Ullman and Basri (1991) discuss the problems coming along with three-dimensional views and propose a viewer centred model based on two-dimensional views with several benefits over the previously presented approach: It is no longer restricted to rigid transformations, does not involve the explicit reconstruction and representation of the three-dimensional structure for storing the objects, and furthermore allows a simplification of the computational requirements. Another noteworthy aspect is the proof that under certain assumptions all the views of a three-dimensional object, which may arise by rotation, translation and scaling with subsequent orthographic projection, can be derived from the linear combination of a few 2D views. On the other hand this method presupposes a correspondence between features of the input image and the model views as well as among all the models. Moreover, it demands the visibility of all object points from every perspective. Even though these assumptions must be regarded as hardly realizable for real scenes or automated model acquisition, the scheme gives impressive hints of the potential information content of two-dimensional views.
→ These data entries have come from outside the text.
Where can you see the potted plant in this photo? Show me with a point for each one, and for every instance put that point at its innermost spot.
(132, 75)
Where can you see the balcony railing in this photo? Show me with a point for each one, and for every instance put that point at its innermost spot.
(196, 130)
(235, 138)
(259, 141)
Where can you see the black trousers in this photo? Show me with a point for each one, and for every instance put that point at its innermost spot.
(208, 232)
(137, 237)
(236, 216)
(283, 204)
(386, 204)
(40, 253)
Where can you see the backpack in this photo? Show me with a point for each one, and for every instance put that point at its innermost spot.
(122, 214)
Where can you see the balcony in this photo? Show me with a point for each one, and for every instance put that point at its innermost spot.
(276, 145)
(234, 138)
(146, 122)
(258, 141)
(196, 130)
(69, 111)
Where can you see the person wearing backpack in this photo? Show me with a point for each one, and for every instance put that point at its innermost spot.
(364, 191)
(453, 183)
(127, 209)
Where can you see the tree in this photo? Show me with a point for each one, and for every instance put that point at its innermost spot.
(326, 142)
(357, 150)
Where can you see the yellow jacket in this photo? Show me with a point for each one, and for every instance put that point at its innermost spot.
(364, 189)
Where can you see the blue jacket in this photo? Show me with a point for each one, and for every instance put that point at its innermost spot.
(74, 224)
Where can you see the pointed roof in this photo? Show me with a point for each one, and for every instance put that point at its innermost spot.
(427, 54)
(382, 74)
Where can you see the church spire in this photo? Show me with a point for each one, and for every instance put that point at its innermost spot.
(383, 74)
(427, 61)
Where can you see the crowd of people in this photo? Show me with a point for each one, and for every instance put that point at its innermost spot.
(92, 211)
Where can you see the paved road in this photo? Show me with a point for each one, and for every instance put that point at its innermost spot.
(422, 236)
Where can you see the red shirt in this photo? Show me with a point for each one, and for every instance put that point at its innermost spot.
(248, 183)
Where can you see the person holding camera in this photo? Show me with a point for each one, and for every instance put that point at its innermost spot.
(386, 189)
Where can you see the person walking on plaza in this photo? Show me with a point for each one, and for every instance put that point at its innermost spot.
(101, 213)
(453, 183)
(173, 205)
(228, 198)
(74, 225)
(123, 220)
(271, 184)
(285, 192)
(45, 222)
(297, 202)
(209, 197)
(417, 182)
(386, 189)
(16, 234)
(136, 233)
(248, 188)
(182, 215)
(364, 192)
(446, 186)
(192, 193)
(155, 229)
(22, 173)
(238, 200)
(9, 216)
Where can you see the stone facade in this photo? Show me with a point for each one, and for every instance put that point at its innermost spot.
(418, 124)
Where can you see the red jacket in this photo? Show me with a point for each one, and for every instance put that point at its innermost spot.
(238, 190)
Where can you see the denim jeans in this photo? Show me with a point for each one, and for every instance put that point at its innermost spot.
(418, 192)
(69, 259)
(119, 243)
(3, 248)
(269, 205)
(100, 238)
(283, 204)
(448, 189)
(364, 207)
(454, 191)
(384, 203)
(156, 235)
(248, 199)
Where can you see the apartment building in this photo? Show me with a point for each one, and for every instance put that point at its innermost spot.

An early implementation of a view based recognition system by means of an artificial neural network is presented by Poggio and Edelman (1990). They postulate that for every object an appropriate function can be found which is capable of transforming all possible views into a single standard view. The approximations of these functions are expected to be evolved by RBF networks (Radial Basis Functions) after separately training them on different views of their corresponding object. Recognition involves the application of the transformation functions to the input view and the comparison of the resulting outputs with the stored standard views. Because of the necessity of a constant number of feature points together with an exact correspondence relation between image and model, the previously mentioned drawbacks also hold for this approach.
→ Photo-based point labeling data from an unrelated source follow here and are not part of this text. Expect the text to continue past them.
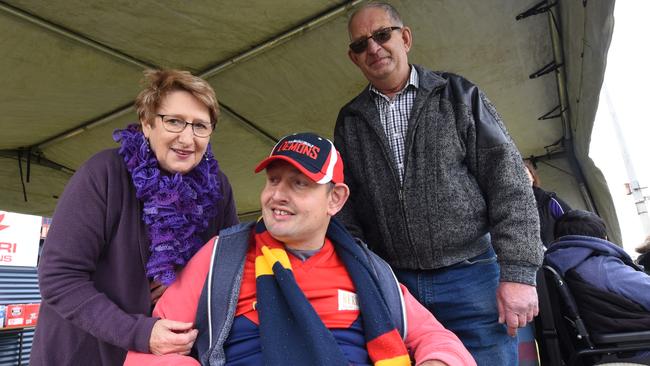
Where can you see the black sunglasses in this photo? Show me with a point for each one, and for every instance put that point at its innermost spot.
(380, 36)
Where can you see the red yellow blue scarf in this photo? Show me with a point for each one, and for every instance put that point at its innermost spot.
(291, 331)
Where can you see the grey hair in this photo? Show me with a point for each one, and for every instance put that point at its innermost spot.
(389, 9)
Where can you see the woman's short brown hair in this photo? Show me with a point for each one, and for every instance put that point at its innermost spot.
(158, 83)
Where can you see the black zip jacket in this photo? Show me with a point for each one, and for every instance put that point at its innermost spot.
(463, 179)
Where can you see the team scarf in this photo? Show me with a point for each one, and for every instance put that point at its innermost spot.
(292, 333)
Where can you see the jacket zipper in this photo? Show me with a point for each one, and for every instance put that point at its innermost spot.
(400, 190)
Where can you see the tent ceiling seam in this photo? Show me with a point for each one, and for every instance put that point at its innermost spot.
(70, 34)
(208, 73)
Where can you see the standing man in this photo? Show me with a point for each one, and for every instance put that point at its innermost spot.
(437, 187)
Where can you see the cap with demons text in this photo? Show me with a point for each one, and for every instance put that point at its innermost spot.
(315, 156)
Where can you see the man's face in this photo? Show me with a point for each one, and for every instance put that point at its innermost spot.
(296, 210)
(379, 62)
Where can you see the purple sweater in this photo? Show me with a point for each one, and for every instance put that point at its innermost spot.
(96, 300)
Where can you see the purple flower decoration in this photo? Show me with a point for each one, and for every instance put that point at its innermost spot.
(177, 208)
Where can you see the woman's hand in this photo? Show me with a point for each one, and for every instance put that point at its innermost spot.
(169, 336)
(156, 290)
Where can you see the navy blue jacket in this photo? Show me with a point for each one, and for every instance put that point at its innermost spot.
(602, 265)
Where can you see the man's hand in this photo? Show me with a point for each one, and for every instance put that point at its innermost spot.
(168, 336)
(517, 303)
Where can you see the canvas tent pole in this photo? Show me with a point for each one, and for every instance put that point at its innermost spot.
(558, 56)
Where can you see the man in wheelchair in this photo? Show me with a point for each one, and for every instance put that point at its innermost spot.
(611, 292)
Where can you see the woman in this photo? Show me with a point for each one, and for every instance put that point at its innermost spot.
(127, 221)
(549, 206)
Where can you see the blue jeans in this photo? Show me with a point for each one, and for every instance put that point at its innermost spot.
(463, 298)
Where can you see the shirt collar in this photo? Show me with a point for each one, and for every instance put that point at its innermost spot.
(413, 80)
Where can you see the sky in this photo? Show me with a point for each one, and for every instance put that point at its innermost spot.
(627, 81)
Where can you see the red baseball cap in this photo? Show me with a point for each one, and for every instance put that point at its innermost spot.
(315, 156)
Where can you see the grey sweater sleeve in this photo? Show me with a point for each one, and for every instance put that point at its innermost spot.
(498, 168)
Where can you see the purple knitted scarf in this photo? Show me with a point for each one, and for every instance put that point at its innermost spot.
(177, 207)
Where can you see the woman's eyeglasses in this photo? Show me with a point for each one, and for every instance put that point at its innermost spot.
(177, 125)
(380, 36)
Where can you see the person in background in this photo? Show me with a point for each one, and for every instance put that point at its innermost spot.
(581, 246)
(295, 288)
(438, 189)
(611, 292)
(127, 221)
(549, 205)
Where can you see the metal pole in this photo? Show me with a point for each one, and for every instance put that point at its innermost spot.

In contrast, the CLF network (Conjunctions of Localized Features) suggested by Edelman and Weinshall (1991) does not need the computation of an explicit correspondence but uses topological feature maps. While CLF networks have the capability to simulate error rates and recognition measures found in psychological tests, they seem to be inadequate for general image processing purposes because of their generalization method, which is mainly based on Gaussian blurring of the stored model representations. Therefore, preliminary experiments with real images instead of artificially designed objects showed the tendency towards improper matches with models containing a higher number of feature points. This systematic fault is caused by single feature points in the input image overlapping with several widened model points simultaneously and can only be circumvented by a constant number of feature points over all views and all objects as it was the case in the study of Edelman and Weinshall.